The additional roughly $8 billion of mainly commercial loans will put pressure on Westpac’s funding model because regulators want banks to fund more lending from deposits. Westpac will also need to set aside more capital as a buffer because these loans are generally riskier than housing loans.

Westpac’s CFO Phil Coffey said the portfolio represents less than 2% of Westpac’s total loans, and Nomura analyst Victor German described the transaction as broadly neutral for earnings. However, the loans are more commercial and higher‑risk than mortgages, so Westpac must hold more capital against them.

Westpac said the transaction is expected to add about $100 million to cash earnings in the 2015 financial year.

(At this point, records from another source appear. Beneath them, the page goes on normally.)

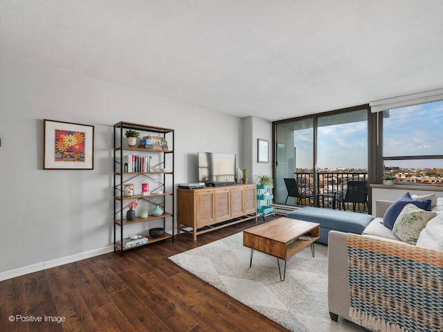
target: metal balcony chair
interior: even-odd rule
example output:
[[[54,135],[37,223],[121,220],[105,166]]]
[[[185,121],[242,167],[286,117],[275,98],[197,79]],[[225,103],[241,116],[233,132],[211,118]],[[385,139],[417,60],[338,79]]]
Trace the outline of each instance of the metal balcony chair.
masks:
[[[368,182],[367,181],[349,181],[347,189],[344,196],[341,194],[336,193],[335,201],[338,203],[338,209],[346,211],[345,203],[352,203],[352,210],[355,212],[357,203],[363,203],[365,210],[368,208]]]
[[[284,204],[286,204],[288,201],[288,199],[289,197],[293,197],[294,199],[298,199],[297,201],[297,205],[300,205],[302,199],[309,199],[309,201],[314,199],[314,194],[312,194],[312,190],[306,190],[302,192],[298,185],[297,184],[297,181],[295,178],[284,178],[284,184],[286,185],[286,189],[288,191],[288,195],[286,196],[286,201],[284,201]]]

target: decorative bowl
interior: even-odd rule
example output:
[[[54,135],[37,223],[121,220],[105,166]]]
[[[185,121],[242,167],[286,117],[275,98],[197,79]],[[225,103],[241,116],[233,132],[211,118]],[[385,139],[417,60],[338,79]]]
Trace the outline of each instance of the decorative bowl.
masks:
[[[155,228],[151,228],[150,230],[150,235],[152,237],[159,237],[165,234],[165,229],[159,227]]]

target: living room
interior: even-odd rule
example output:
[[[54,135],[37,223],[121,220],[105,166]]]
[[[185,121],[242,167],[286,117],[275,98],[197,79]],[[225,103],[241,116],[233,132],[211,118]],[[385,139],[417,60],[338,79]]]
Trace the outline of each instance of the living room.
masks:
[[[262,3],[264,9],[253,12],[257,16],[252,22],[246,20],[242,24],[246,19],[242,15],[246,15],[255,6],[250,2],[244,4],[246,7],[242,7],[238,12],[235,9],[230,9],[229,15],[225,17],[229,21],[224,22],[222,28],[229,26],[232,22],[237,25],[226,32],[228,37],[224,37],[222,28],[213,31],[218,33],[213,33],[209,37],[219,38],[220,44],[213,42],[208,48],[230,44],[225,38],[233,38],[239,31],[250,33],[235,39],[235,42],[230,44],[229,52],[219,46],[219,54],[217,55],[217,52],[214,52],[210,54],[210,57],[206,54],[208,50],[204,44],[209,37],[204,34],[197,34],[204,29],[192,25],[188,28],[189,30],[183,31],[183,35],[179,33],[188,24],[198,21],[198,14],[202,12],[208,19],[213,19],[217,16],[214,13],[222,11],[221,5],[213,5],[214,8],[203,3],[193,5],[190,8],[194,12],[189,10],[193,14],[187,17],[181,14],[183,8],[180,4],[172,2],[174,6],[169,5],[171,7],[163,10],[161,4],[150,8],[159,15],[156,23],[161,25],[154,30],[154,37],[148,35],[154,39],[148,46],[142,46],[142,42],[123,43],[115,48],[111,47],[112,42],[105,40],[113,32],[105,34],[106,38],[105,36],[102,36],[102,39],[97,36],[88,38],[91,30],[89,28],[82,30],[92,24],[92,21],[100,16],[101,11],[107,12],[104,8],[92,5],[91,8],[83,3],[78,9],[76,6],[67,3],[64,3],[66,6],[64,9],[54,3],[45,5],[48,8],[44,9],[44,6],[39,8],[38,3],[30,5],[26,1],[8,1],[0,5],[1,21],[3,22],[1,24],[4,24],[0,43],[0,162],[3,170],[0,175],[3,187],[0,206],[3,221],[1,240],[6,249],[1,256],[0,280],[113,251],[112,137],[113,125],[119,121],[175,129],[176,185],[197,180],[198,151],[236,154],[238,167],[246,169],[252,181],[255,175],[272,174],[272,163],[257,163],[256,159],[257,140],[273,141],[273,121],[442,88],[440,77],[443,74],[443,65],[440,56],[443,50],[441,42],[443,28],[440,17],[443,8],[439,1],[426,1],[426,4],[420,4],[420,1],[411,1],[408,2],[409,7],[404,6],[403,1],[393,1],[392,6],[380,1],[367,8],[363,16],[365,21],[357,19],[356,16],[354,18],[346,16],[357,15],[359,10],[363,10],[352,8],[355,12],[348,12],[349,8],[346,8],[353,7],[349,1],[341,1],[341,5],[345,7],[342,8],[343,12],[339,6],[328,5],[326,1],[314,1],[311,7],[307,3],[301,2],[299,5],[302,9],[286,3],[291,10],[288,11],[297,18],[309,15],[312,17],[320,15],[329,20],[337,19],[341,15],[347,17],[343,26],[341,26],[339,22],[335,22],[333,26],[339,28],[336,31],[349,32],[349,37],[345,38],[346,36],[343,35],[342,38],[345,39],[336,38],[334,42],[327,42],[320,37],[323,35],[320,32],[310,35],[310,30],[318,28],[316,27],[321,26],[322,23],[311,26],[307,19],[302,20],[306,26],[294,27],[293,30],[301,29],[295,35],[287,32],[274,39],[275,36],[271,34],[273,30],[270,30],[266,26],[261,27],[254,33],[248,30],[248,24],[260,19],[266,21],[266,10],[272,10],[271,12],[274,16],[271,21],[274,24],[292,24],[296,20],[288,14],[279,22],[278,18],[284,11],[284,6],[267,7]],[[143,8],[143,5],[140,6]],[[119,11],[124,11],[124,8],[116,5],[110,8],[112,12],[107,12],[106,15],[109,16],[105,15],[107,19],[115,21],[117,28],[126,26],[129,30],[127,31],[129,35],[135,35],[138,24],[143,23],[143,16],[134,14],[136,8],[132,8],[134,12],[124,15],[129,19],[134,15],[141,20],[136,24],[134,19],[132,26],[129,21],[117,24]],[[383,19],[380,19],[379,22],[384,24],[376,29],[377,33],[372,34],[371,31],[374,28],[370,17],[376,16],[381,11],[377,9],[380,8],[386,10]],[[78,9],[79,12],[75,13]],[[298,10],[300,13],[297,13]],[[96,16],[85,17],[89,10]],[[329,10],[336,16],[329,16],[325,12]],[[168,33],[163,35],[159,30],[169,26],[168,12],[174,13],[177,21],[172,30],[167,30]],[[212,14],[210,15],[210,13]],[[401,33],[394,29],[395,24],[389,23],[389,14],[392,16],[398,14],[395,16],[395,24],[401,28],[408,28],[407,32]],[[240,16],[237,17],[237,15]],[[78,30],[74,32],[64,30],[67,29],[67,26],[63,22],[71,18],[78,24],[75,26]],[[154,20],[150,16],[150,19]],[[362,21],[367,24],[362,24]],[[99,27],[98,33],[107,31],[110,26],[114,26],[103,21],[101,24],[105,28]],[[150,24],[155,24],[155,21],[150,21]],[[364,26],[362,28],[361,25]],[[395,56],[386,57],[387,53],[381,56],[371,43],[375,43],[383,29],[389,26],[396,30],[397,36],[402,37],[399,38],[402,44],[388,38],[377,44],[379,45],[377,49],[384,47],[393,52],[393,48],[397,47],[401,50],[391,53]],[[266,31],[271,35],[266,35]],[[278,29],[276,31],[279,31]],[[368,42],[358,45],[351,44],[358,40],[354,36],[357,31],[364,33]],[[168,33],[177,34],[171,42],[178,43],[181,37],[186,42],[177,44],[177,50],[170,48],[169,43],[162,44],[160,42],[162,39],[171,38]],[[64,37],[64,34],[69,37]],[[263,39],[259,38],[260,34],[264,36]],[[71,38],[72,36],[76,37]],[[317,37],[314,39],[314,44],[309,36]],[[264,69],[264,62],[257,59],[260,57],[257,54],[260,53],[257,51],[264,51],[265,48],[257,48],[252,42],[255,38],[260,41],[257,44],[269,39],[271,42],[265,44],[265,48],[274,50],[266,58],[270,62]],[[100,41],[103,43],[102,48],[98,48],[97,50],[93,44]],[[293,62],[302,64],[296,68],[291,66],[273,67],[271,64],[278,62],[279,54],[284,53],[285,48],[281,46],[284,45],[285,42],[296,44],[295,41],[298,42],[299,46],[291,48],[292,53],[280,60],[290,64],[289,60],[294,59]],[[246,42],[253,45],[248,45]],[[183,48],[186,43],[195,48]],[[320,50],[322,43],[325,43],[326,47]],[[331,48],[334,43],[341,48]],[[413,43],[419,45],[415,52],[408,45]],[[166,48],[167,46],[170,48]],[[164,47],[168,50],[159,53],[159,58],[163,59],[163,62],[157,59],[157,62],[154,62],[154,55],[159,52],[155,50],[156,47]],[[348,55],[338,52],[353,47],[355,50]],[[100,54],[102,52],[102,55],[111,54],[111,57],[122,58],[123,64],[119,65],[121,66],[114,66],[114,62],[110,62],[112,64],[109,66],[109,63],[102,62],[105,59],[102,55],[93,57],[87,52],[80,52],[89,48],[94,48]],[[148,57],[144,52],[150,48],[154,50],[146,53]],[[243,48],[244,52],[239,51]],[[130,53],[132,49],[135,50],[134,53],[140,53],[133,60],[137,66],[145,66],[144,69],[135,65],[134,67],[124,65],[125,54]],[[239,59],[233,58],[233,49],[243,55]],[[298,53],[296,50],[303,49],[307,50],[304,52],[305,57],[296,57]],[[332,55],[331,49],[337,53]],[[60,52],[56,53],[55,50]],[[365,57],[365,62],[351,61],[363,50],[376,54]],[[182,56],[174,57],[174,52],[182,52]],[[197,53],[201,57],[195,61],[192,57]],[[204,61],[205,55],[212,59],[211,62]],[[307,61],[309,57],[314,58],[307,62],[309,66],[303,64],[302,60]],[[383,57],[388,57],[390,61],[381,62]],[[66,62],[66,59],[72,61]],[[75,62],[75,59],[82,61]],[[248,59],[251,67],[248,66]],[[346,62],[352,66],[346,66]],[[66,66],[66,63],[71,64]],[[183,63],[188,66],[188,71],[184,71],[183,67],[186,66]],[[326,64],[345,75],[337,82],[335,72],[326,71],[324,68]],[[156,67],[160,64],[162,66]],[[224,66],[224,69],[215,71],[214,68],[218,66]],[[136,68],[139,71],[134,72]],[[157,73],[159,68],[165,71]],[[157,76],[165,79],[154,82],[149,75],[147,79],[143,79],[143,71],[156,73]],[[198,73],[192,76],[192,71]],[[323,75],[323,71],[327,75]],[[361,73],[351,75],[356,71]],[[307,73],[312,76],[311,79],[306,80]],[[303,77],[296,81],[290,80],[291,77],[302,76],[302,74]],[[114,81],[114,75],[121,80]],[[213,81],[205,81],[206,76],[212,75],[215,77]],[[246,80],[244,77],[248,75],[251,75],[252,78]],[[218,85],[218,80],[224,76],[230,81],[224,86],[226,90]],[[125,80],[126,77],[134,80],[132,84]],[[188,80],[198,81],[199,84],[195,86],[192,93],[185,89]],[[257,83],[265,81],[266,85]],[[362,81],[367,82],[363,84]],[[254,82],[256,82],[254,85],[246,86],[244,84]],[[274,86],[273,82],[283,84]],[[350,86],[352,85],[356,88],[350,89]],[[203,89],[205,86],[208,86],[208,89]],[[217,91],[211,86],[220,89]],[[291,86],[291,89],[285,91],[284,86]],[[186,92],[181,92],[181,89]],[[246,94],[250,90],[255,91]],[[225,94],[225,91],[230,93]],[[175,98],[172,97],[174,94],[168,94],[172,92],[174,93]],[[197,102],[196,96],[199,94],[201,99]],[[271,94],[275,95],[272,102],[266,99]],[[248,98],[245,98],[244,95]],[[211,99],[213,100],[210,103],[208,100]],[[247,104],[245,99],[249,104],[246,109],[242,109]],[[93,169],[43,169],[44,119],[94,126]],[[19,134],[15,133],[17,131]],[[12,138],[15,140],[14,145]],[[378,197],[383,199],[395,199],[397,194],[398,192],[377,189]],[[156,225],[153,223],[151,227]],[[138,227],[134,232],[145,231],[147,226]]]

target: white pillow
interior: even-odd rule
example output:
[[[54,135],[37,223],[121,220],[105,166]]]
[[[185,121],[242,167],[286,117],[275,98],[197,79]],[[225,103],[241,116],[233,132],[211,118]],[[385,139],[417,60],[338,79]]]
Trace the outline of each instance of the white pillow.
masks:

Market reaction was positive on the announcement, with Westpac shares closing about 2.45% higher at $32.99 the same day.

Westpac expects to gain about 62,000 additional small to mid-sized business customers and 28 additional large corporate customers. Around 800 Lloyds staff will transfer to Westpac, though some job losses are expected.

The sale is part of Lloyds Banking Group’s global strategy to cut back its international network and focus on Britain’s domestic market; the bank is still partly owned by the British government.

Rivals including Macquarie Group and a consortium led by Pepper Australia and GE Capital were in the running but dropped out. Westpac won the auction and described the purchase as a value‑creating, straightforward transaction that expands its capabilities in target segments.